クラウド・コンピューティングとは、単にクラウドとも呼ばれ、ユーザーによる直接的かつ能動的な管理なしに、コンピューター・システム・リソース、特にデータ記憶装置及び演算能力が、オン・デマンドで利用できるものです。この用語は一般に、インターネットを介して多くのユーザーが利用できる、データ・センターを表すために使用されます。今日の主流である大規模なクラウドは、中央サーバーから複数の場所に機能を分散していることがよくあります。ユーザーへの接続が比較的近い場合、それはエッジ・サーバー*として指定されてもよいものです。

  • *【エッジ・サーバー:ネットワークの境界内に存在し、内部に設置されているコミュニケーション・サーバー群とファイア・ウォールの外側からサイン・インしたユーザーとの間で、トラフィックをルーティングする、つまりデータの経路指定機能を担うコミュニケーション・サーバーで、ネットワークの端(エッジ)に位置することから、こう呼ばれる】

クラウドには、その使用が単一の組織に限定されるもの(エンタープライズ・クラウド)か、多くの組織で利用可能なもの(パブリック・クラウド)、またはその両方の組み合わせ(ハイブリッド・クラウド)があります。最大のパブリック・クラウドはAmazon AWS*です。
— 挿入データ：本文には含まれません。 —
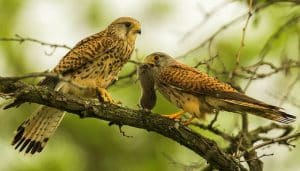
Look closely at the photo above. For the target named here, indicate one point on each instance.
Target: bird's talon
(174, 116)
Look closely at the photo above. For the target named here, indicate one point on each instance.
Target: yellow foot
(174, 115)
(103, 96)
(189, 121)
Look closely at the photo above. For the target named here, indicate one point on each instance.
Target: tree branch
(206, 148)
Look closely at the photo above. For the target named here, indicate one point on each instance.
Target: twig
(242, 44)
(22, 39)
(273, 141)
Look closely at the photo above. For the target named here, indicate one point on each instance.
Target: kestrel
(197, 93)
(92, 65)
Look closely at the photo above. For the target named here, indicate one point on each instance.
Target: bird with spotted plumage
(91, 66)
(197, 93)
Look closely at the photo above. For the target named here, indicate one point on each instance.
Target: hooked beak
(138, 31)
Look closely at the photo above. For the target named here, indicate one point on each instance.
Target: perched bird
(197, 93)
(91, 66)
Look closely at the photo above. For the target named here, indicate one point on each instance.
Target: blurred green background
(90, 144)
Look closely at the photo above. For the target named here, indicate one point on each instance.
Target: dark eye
(127, 24)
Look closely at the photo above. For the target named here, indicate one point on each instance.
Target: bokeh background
(172, 26)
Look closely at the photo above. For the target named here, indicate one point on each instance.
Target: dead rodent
(148, 97)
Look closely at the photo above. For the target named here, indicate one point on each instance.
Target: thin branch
(273, 141)
(22, 39)
(242, 44)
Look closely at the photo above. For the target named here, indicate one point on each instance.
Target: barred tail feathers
(33, 134)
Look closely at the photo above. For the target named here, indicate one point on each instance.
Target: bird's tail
(33, 134)
(262, 110)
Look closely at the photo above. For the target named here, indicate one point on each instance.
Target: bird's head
(125, 28)
(158, 59)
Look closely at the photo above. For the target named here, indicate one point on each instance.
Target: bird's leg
(104, 96)
(189, 121)
(174, 115)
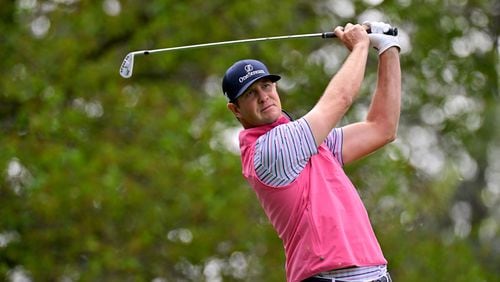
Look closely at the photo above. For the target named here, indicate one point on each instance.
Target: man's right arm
(344, 86)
  • *【AWS:Amazon Web Services、ネットショッピングで有名なAmazonが、自社の大量商品の在庫管理やデータ分析を行うため、 ITを駆使して構築したインフラやアプリケーションを一般ユーザーにも公開したのが始まりである】

クラウド・コンピューティングでは、リソースを共有することにより、一貫性とスケール・メリットを実現しています。

パブリック・クラウド(後述)とハイブリッド・クラウド(後述)の支持者たちは、クラウド・コンピューティングにより、企業はITインフラストラクチャーの為の初期費用を回避或いは最小限に抑えることができると述べています。また、クラウド・コンピューティングにより、企業は管理性が向上し、メンテナンスが少なくて済み、アプリケーションを迅速に稼働させることができ、変動し予測できない要求を満たすために、ITチームはリソースをより迅速に調整できるようになります。クラウド・プロバイダーは通常「従量制」課金モデルを使用しますが、管理者がクラウド価格モデルに慣れていない場合、これは予期せぬ運用費用につながる可能性があります。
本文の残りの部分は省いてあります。